Session H10: Focus Session: Optical Properties of Nanostructures I: Quantum Dots

Coherent Optical Phenomena in Quantum Dots

The quantum confinement provided by a semiconductor quantum dot suppresses much of the many body physics associated with the coherent nonlinear optical response observed in higher dimensional systems. This makes them attractive for potential device applications where atomic like properties, such as high Q resonances, strong optical interactions, or long quantum coherence times, could be important. In this talk, we present recent results demonstrating high field effects beyond Rabi oscillations including the Mollow absorption spectrum showing gain without inversion, dark state formation in single electron doped dots, and suppression of nuclear fluctuations by the hyperfine interaction leading to longer electron spin coherence times.   

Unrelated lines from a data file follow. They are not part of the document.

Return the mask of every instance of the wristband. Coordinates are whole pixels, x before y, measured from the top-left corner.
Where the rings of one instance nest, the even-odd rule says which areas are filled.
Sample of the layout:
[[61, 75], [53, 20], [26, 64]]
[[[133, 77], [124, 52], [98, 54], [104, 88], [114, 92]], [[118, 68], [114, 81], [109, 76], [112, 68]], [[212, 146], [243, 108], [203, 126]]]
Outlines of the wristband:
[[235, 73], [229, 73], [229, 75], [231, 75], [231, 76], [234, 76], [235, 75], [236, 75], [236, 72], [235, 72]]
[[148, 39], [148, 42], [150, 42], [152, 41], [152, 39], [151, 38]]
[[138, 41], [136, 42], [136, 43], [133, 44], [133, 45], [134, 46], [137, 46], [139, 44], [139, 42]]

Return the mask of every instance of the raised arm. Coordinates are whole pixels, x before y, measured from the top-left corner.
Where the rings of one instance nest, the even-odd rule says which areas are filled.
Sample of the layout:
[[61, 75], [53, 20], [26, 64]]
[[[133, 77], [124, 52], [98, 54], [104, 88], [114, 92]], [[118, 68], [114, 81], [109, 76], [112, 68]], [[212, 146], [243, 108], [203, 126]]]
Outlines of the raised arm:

Creating an artificial periodic table using quantum dots

Confinement of carriers in quantum dots results in hydrogenic like states for the exciton. Thus a single excitation in a quantum dot bears resemblance to a hydrogen atom; these materials are often referred to as ``artificial atoms.'' A pair of excitons will form a four body biexciton, akin to a helium atom. The excitonic `He atom should have an eigenstate spectrum in the vein of atomic orbitals. The eigenstate spectrum of the biexciton has remained elusive due to the ultrafast timescale of relaxation processes in quantum dots which mask observation of the excited states. Here, we show the first, direct observation of spectrum of states of the biexciton, completing the analogy of excitons in quantum dots to atomic and molecular systems. We report on the first observation of a biexciton Stokes shift, which we will discuss in terms of non-Aufbau filling and biexciton fine structure. The observation of biexciton Stokes shift underpins the physics of optical gain in quantum dots.   

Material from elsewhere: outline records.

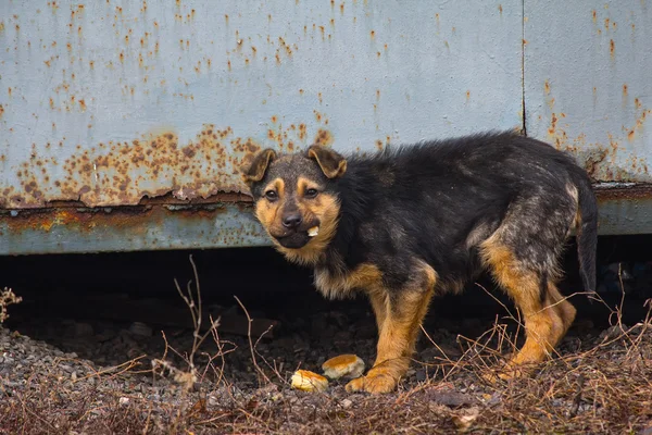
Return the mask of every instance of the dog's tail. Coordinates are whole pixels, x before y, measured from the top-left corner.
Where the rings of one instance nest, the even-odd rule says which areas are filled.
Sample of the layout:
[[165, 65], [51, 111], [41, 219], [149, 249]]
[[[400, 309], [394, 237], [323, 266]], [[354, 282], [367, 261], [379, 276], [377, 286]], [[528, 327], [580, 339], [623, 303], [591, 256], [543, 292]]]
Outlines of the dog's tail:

Selection rules for optical transitions in lead salts semiconductor nanocrystals: Drastic effect of structure inversion asymmetry

We resolve a paradox according to which some of the optical transitions in PbSe and PbS semiconductor nanocrystals seemingly forbidden by the parity selection rule exhibit a large oscillator strength in optical absorption. We calculate oscillator strengths for various optical transitions in the framework of the effective mass approximation.   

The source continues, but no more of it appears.